With the beginning of the Amarnath yatra, one of the two base camps of the Amarnath yatra, Baltal – in Ganderbal district of central Kashmir – wore a festive look on Monday.
The base camp at Baltal on the banks of River Sindh remains operational round the clock during the yatra period every year. Pilgrims in thousands board their buses and travel on the 300-km-long Srinagar-Jammu national highway to Baltal and Pahalgam base camps.
Once you reach Baltal base camp after going through a couple of checking points you come across the festive fervour. Well lit and decorated ‘langars’ with loudspeakers blaring bhajans greet the visitors.

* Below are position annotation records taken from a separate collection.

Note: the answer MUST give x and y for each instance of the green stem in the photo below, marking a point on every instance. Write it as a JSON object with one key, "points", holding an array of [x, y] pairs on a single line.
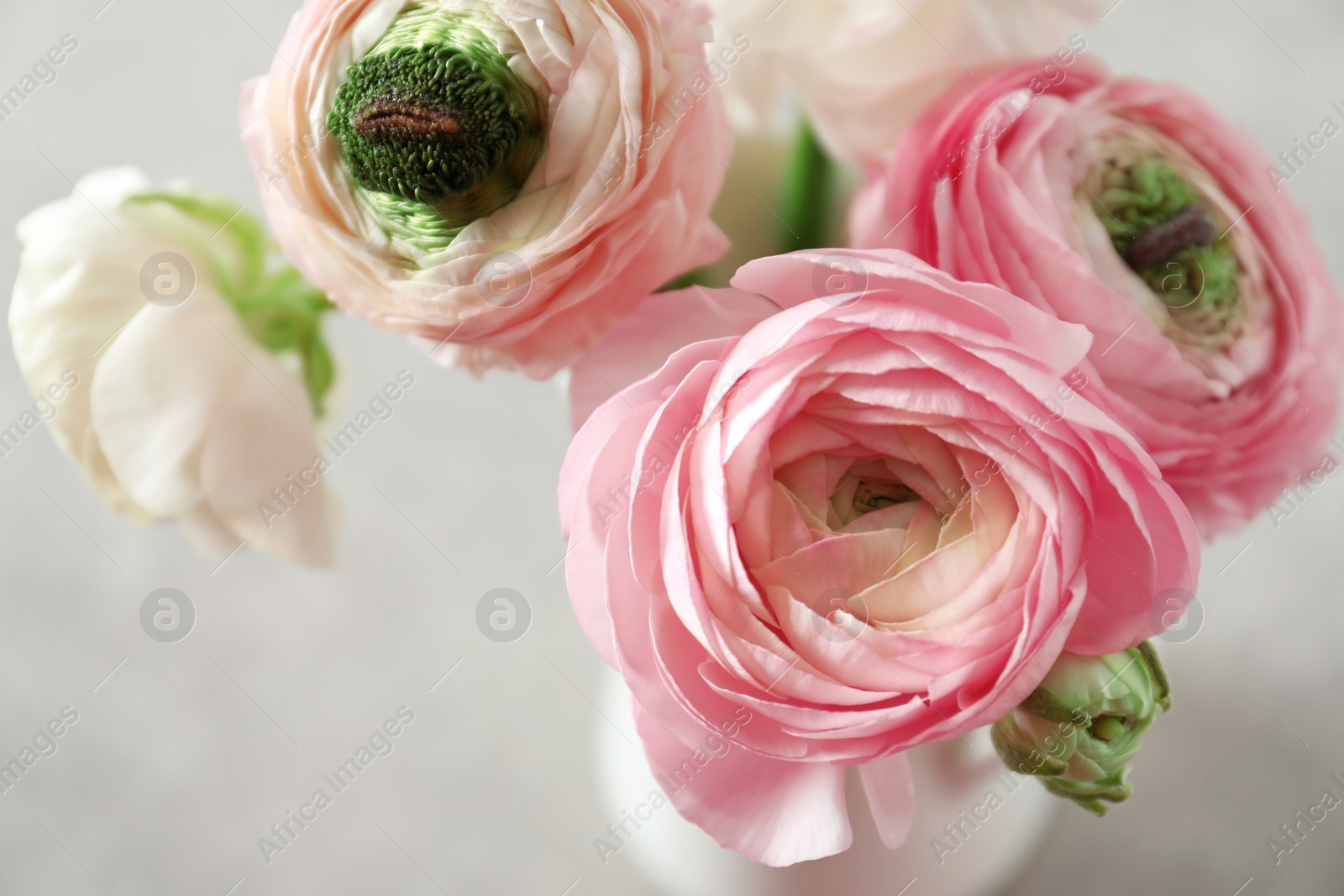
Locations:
{"points": [[808, 194]]}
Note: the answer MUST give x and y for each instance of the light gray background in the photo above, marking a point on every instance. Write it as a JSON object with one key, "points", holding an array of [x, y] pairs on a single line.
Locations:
{"points": [[187, 754]]}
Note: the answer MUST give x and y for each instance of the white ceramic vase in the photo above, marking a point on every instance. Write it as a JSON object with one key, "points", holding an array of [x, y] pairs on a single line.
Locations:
{"points": [[974, 829]]}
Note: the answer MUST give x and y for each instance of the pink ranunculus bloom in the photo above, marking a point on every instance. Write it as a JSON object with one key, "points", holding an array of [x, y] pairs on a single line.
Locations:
{"points": [[866, 521], [1133, 208], [512, 251]]}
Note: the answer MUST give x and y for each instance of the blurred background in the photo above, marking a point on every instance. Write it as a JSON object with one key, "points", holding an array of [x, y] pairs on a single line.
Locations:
{"points": [[186, 754]]}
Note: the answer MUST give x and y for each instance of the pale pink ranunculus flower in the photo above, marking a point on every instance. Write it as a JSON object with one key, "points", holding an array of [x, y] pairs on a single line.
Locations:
{"points": [[629, 134], [858, 524], [864, 69], [1010, 186]]}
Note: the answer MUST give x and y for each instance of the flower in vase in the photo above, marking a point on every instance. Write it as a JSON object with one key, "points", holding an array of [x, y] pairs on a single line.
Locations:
{"points": [[507, 176], [1135, 210], [181, 363], [871, 508]]}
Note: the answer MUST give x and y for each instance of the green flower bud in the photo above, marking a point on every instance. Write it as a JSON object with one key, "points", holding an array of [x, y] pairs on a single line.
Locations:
{"points": [[436, 128], [1084, 725], [1168, 234], [280, 311]]}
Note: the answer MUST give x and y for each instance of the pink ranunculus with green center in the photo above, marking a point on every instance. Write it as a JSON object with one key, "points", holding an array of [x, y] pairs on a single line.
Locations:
{"points": [[873, 512], [1133, 208], [504, 179]]}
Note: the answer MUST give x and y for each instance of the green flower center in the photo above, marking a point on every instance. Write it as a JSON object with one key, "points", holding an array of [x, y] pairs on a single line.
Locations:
{"points": [[1108, 727], [1168, 234], [436, 128], [875, 495]]}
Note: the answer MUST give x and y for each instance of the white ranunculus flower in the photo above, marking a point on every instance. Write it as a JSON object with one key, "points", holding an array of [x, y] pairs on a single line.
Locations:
{"points": [[188, 362], [864, 69]]}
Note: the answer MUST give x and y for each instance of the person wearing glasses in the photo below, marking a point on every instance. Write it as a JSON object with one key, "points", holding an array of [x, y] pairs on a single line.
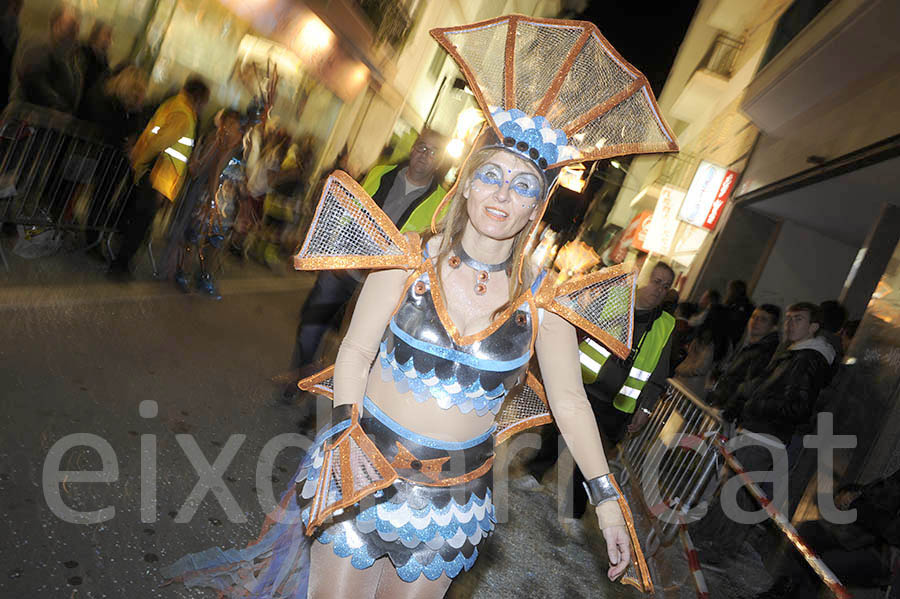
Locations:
{"points": [[409, 193]]}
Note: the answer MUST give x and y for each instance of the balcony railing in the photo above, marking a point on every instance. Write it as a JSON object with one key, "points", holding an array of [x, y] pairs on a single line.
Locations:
{"points": [[391, 20], [792, 22], [722, 55]]}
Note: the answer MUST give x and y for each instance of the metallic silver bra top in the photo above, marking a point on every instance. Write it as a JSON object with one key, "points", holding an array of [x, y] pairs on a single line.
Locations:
{"points": [[420, 356]]}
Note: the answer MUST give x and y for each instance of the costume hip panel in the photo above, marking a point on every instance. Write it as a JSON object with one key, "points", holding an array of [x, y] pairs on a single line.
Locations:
{"points": [[430, 520]]}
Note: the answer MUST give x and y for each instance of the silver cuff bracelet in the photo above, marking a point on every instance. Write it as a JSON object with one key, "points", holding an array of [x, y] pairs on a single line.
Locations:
{"points": [[600, 489]]}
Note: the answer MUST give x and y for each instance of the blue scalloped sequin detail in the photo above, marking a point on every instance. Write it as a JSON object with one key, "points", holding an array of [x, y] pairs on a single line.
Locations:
{"points": [[412, 537], [411, 570], [473, 397]]}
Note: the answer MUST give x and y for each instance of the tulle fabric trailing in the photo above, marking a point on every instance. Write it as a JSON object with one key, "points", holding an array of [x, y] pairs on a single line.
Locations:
{"points": [[275, 566]]}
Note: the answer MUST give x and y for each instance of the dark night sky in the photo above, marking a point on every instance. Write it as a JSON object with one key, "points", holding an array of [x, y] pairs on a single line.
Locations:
{"points": [[646, 32]]}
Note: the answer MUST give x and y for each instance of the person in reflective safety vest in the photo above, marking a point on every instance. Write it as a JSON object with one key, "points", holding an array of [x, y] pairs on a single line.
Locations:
{"points": [[627, 390]]}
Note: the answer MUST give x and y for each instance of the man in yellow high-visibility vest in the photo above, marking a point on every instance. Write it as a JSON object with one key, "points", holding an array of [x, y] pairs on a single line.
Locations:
{"points": [[159, 164], [624, 392]]}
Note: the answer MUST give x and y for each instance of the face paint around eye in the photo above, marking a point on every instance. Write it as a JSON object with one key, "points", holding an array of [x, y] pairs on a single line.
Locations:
{"points": [[526, 187], [489, 175]]}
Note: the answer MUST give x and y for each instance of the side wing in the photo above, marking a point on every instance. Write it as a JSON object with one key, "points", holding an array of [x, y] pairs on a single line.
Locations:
{"points": [[526, 407], [349, 230], [600, 303]]}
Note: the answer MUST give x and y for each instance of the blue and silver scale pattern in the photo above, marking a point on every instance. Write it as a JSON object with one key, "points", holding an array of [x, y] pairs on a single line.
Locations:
{"points": [[420, 356], [424, 530]]}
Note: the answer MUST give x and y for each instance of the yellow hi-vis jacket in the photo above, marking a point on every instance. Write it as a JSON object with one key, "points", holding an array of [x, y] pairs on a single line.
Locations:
{"points": [[169, 139], [420, 218], [593, 356]]}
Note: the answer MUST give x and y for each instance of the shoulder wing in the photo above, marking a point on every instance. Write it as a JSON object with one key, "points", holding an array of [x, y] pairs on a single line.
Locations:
{"points": [[600, 303], [349, 230]]}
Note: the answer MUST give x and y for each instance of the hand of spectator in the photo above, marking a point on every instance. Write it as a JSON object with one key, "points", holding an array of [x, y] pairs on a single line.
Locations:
{"points": [[618, 546]]}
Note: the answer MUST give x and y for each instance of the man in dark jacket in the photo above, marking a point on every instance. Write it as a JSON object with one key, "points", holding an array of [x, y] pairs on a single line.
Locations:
{"points": [[400, 190], [859, 554], [751, 357], [771, 408], [94, 57], [784, 397], [50, 73]]}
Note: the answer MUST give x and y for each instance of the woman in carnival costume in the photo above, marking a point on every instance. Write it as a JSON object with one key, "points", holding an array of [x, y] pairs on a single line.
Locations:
{"points": [[394, 497]]}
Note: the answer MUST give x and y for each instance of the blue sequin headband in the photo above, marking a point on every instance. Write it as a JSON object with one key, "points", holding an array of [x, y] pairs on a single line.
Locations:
{"points": [[533, 137]]}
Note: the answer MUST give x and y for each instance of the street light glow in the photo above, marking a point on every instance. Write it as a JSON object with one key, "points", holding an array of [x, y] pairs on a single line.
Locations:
{"points": [[314, 37]]}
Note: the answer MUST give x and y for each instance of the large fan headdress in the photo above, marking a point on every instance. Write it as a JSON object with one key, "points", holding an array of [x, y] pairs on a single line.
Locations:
{"points": [[556, 91]]}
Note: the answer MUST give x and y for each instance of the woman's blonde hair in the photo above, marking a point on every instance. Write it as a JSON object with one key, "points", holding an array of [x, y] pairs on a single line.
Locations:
{"points": [[452, 225]]}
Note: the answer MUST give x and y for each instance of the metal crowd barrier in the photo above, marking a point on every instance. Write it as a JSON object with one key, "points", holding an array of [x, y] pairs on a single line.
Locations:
{"points": [[59, 173], [671, 462]]}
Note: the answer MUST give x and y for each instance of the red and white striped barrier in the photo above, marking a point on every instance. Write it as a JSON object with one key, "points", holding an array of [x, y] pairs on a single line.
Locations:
{"points": [[693, 562], [821, 570]]}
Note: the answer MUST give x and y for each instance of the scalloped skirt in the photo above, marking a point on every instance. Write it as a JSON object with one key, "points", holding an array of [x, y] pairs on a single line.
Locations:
{"points": [[423, 528]]}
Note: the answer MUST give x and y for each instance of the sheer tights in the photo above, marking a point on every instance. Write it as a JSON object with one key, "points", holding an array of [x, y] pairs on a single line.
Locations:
{"points": [[332, 576]]}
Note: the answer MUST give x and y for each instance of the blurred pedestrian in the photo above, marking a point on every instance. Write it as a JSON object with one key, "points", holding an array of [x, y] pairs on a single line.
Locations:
{"points": [[94, 59], [739, 309], [710, 298], [710, 344], [751, 357], [218, 182], [49, 73], [159, 163], [9, 39], [116, 104]]}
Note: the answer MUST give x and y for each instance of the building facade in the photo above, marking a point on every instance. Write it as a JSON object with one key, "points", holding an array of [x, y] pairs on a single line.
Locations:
{"points": [[797, 100]]}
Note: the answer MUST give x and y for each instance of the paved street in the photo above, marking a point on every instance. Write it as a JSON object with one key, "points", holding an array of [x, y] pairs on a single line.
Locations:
{"points": [[82, 356]]}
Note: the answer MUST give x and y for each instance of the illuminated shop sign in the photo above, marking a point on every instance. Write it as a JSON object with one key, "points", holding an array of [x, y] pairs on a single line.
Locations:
{"points": [[707, 194], [664, 224]]}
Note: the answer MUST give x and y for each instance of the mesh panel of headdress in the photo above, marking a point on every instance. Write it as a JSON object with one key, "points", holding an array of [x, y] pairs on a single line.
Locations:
{"points": [[347, 223], [567, 72]]}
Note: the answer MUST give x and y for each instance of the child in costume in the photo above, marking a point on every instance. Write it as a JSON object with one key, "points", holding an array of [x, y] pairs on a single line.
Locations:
{"points": [[432, 373], [219, 185]]}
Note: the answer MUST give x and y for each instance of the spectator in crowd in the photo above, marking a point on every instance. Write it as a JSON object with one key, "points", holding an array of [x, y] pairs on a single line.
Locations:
{"points": [[9, 39], [50, 73], [212, 201], [116, 104], [710, 345], [834, 315], [848, 332], [409, 193], [159, 163], [682, 335], [751, 357], [863, 553], [739, 309], [670, 303], [771, 408], [710, 298], [94, 60]]}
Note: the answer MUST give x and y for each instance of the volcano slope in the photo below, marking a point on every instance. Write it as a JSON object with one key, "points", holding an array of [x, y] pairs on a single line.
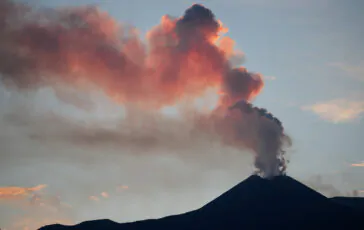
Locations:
{"points": [[256, 203]]}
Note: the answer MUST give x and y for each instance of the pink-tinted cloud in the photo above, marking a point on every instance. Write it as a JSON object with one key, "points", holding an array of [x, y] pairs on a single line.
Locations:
{"points": [[338, 110], [355, 71]]}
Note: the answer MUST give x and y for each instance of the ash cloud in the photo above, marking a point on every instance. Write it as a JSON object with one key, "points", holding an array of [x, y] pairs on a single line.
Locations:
{"points": [[85, 49]]}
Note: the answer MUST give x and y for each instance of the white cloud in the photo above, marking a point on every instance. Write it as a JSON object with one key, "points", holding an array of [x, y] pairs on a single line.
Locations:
{"points": [[338, 111], [355, 71]]}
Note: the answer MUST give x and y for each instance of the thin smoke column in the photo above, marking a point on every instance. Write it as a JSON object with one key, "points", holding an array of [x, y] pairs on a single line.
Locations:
{"points": [[86, 49]]}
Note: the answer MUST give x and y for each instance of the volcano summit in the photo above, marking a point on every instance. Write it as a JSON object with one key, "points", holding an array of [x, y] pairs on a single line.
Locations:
{"points": [[256, 203]]}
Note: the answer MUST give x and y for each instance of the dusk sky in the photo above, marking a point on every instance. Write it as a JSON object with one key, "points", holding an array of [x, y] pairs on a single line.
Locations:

At base camp here is a full fledged market run by local Muslims selling ‘puja samagri and other stuff.
The enthusiasm of the pilgrims can be seen during the arrival and stay at base camps with the whole area reverberating with the chants of ‘Bam Bam Bhole.’
The pilgrims are seen freely moving around the base camp busy clicking pictures buying different kinds of things available in the market. The langars (community kitchens) set up for the yatris see a huge rush.
Talking to Greater Kashmir many pilgrims said that they are very enthusiastic about the yatra and have no apprehensions in their mind.
“There is no fear in our mind, the arrangements by the government and the administration here are satisfying, the locals are supporting us,” said Kamal Mishra, a pilgrim from Ahmedabad.
“With every passing year, the facilities and arrangements for the pilgrims have been improving. The Shri Amarnathji Shrine Board and administration has made the pilgrimage more comfortable and smooth,” a group of yatris said.
The common sight at Baltal is of the Kashmiri Muslims who are the major local service providers to Amarnath pilgrims during the annual yatra.
The local service providers mostly consist of those people who have installed their kiosks and tents for yatris and are seen eagerly waiting to receive them.
“We are very excited about the yatra. I am coming for the second time but my each visit to the shrine makes me more excited,” said Suresh Sharma, a pilgrim from Delhi.
Once you leave the base camp for the cave shrine, the shorter route is just about 14 kms long, but has a very steep gradient and is quite difficult to climb. It starts from Baltal and passes through Domial, Barari, and Sangam to reach the cave.
Some pilgrims reach the cave shrine by foot or by chopper with majority of the pilgrims preferring ponies.
Local Muslims are seen carrying pilgrims either on ponies or in palanquins on their shoulders.
The Amarnath Shrine Board, civil and police administration have made all the arrangements for the annual yatra. Besides heightened security arrangements have been made to ensure a peaceful yatra.